The book talked about one telltale sign a tsunami was on its way. Suddenly, without warning and without any noise or fuss, all the water on the beach disappears in a matter of minutes. It’s like someone’s pulled the plug and the sea has drained away. When I watched footage from the 2004 tsunami I could see people standing on the beach looking out at shipwrecks suddenly revealed wondering what was going on. The book I read said in no uncertain terms that if you ever found yourself seeing a similar phenomenon then you should run for high ground as fast as you can, because what comes next will kill you for certain.

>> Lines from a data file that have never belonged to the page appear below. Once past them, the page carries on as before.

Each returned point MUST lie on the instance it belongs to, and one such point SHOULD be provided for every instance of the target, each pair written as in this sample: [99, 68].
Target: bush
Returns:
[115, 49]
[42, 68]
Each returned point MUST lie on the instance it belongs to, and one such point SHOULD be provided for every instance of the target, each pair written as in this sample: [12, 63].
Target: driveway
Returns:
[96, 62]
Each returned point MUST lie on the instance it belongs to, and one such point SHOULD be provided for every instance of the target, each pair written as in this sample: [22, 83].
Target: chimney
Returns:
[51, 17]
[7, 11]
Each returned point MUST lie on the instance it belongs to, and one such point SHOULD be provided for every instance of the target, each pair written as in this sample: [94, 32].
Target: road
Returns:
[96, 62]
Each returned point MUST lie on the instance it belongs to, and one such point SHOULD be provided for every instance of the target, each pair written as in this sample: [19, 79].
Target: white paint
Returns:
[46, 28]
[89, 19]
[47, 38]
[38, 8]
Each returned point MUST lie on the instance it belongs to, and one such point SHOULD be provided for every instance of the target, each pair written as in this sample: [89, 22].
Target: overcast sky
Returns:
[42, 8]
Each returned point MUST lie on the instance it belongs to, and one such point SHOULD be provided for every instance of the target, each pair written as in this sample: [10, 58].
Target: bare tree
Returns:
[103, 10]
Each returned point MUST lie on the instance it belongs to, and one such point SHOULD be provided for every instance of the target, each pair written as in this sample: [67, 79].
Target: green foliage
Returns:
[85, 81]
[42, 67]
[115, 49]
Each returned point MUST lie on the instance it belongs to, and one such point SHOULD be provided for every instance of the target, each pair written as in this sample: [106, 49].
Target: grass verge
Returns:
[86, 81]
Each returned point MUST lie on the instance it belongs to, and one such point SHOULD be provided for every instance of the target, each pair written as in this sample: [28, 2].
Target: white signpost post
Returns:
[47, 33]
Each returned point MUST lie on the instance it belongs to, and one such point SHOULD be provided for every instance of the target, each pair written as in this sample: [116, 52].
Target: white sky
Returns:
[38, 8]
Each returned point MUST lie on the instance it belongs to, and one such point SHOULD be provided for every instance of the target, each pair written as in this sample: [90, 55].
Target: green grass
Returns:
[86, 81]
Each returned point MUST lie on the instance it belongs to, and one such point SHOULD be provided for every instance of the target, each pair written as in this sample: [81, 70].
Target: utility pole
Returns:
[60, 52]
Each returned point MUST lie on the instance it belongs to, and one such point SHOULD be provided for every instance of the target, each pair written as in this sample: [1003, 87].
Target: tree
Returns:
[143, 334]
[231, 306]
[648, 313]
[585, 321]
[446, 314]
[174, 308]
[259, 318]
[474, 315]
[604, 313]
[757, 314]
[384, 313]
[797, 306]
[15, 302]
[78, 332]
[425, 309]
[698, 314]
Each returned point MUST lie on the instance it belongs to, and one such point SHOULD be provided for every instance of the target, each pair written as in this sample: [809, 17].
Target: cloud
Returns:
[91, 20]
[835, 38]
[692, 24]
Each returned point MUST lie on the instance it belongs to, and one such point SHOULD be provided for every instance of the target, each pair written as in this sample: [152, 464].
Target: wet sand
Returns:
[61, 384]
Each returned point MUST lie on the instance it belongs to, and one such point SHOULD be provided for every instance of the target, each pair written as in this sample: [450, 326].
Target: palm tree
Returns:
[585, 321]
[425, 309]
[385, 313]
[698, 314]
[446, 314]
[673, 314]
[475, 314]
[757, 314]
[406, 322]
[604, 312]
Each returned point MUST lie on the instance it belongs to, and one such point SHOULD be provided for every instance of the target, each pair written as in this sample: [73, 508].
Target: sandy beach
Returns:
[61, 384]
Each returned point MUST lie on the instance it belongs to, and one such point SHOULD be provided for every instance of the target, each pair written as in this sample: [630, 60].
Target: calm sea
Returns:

The reason the water drains away comes back to that huge wave building up as the tsunami slows down. Water starts to pile up and the usual ebb and flow at the beach gets halted so it all runs back out to sea. Shortly afterwards, instead of a huge surfers wave hitting the beach as I’d imagined, water just starts flowing and flowing and flowing carrying huge momentum. It picks up debris and destroys everything in its wake – particularly man-made. It’ll carry boats, ships, trees, cars, houses and it’s relentless. The scientist often found boats deposited several miles inland and he realised that when the water has extended as far inland as it could, gravity would kick in and it would flow back out to sea again. Some of the debris would be left in place, some of it dragged miles back out to the sea.
Until I read the book I’d imagined a single perfect wave crashing down on the shore. Afterwards I understood the mechanics of what was happening and how instead it made sense to think about it as a surge of a huge volume of water destroying everything in its wake. That there was very little you could do to predict or battle against it. And that your only warning is the sea disappearing. That stuck with me for 20 years.
Watching the footage from the 2004 Boxing Day and recent Japanese tsunami was horrifying for obvious reasons. But to actually see what I read about as a child unfold in front of my eyes knowing the damage it was doing was both fascinating and terrifying. Fascinating because as a child I wanted to see what a tsunami looked like. Terrifying because I was actually getting to see what a tsunami looked like. And it was every bit as bad as I’d imagined.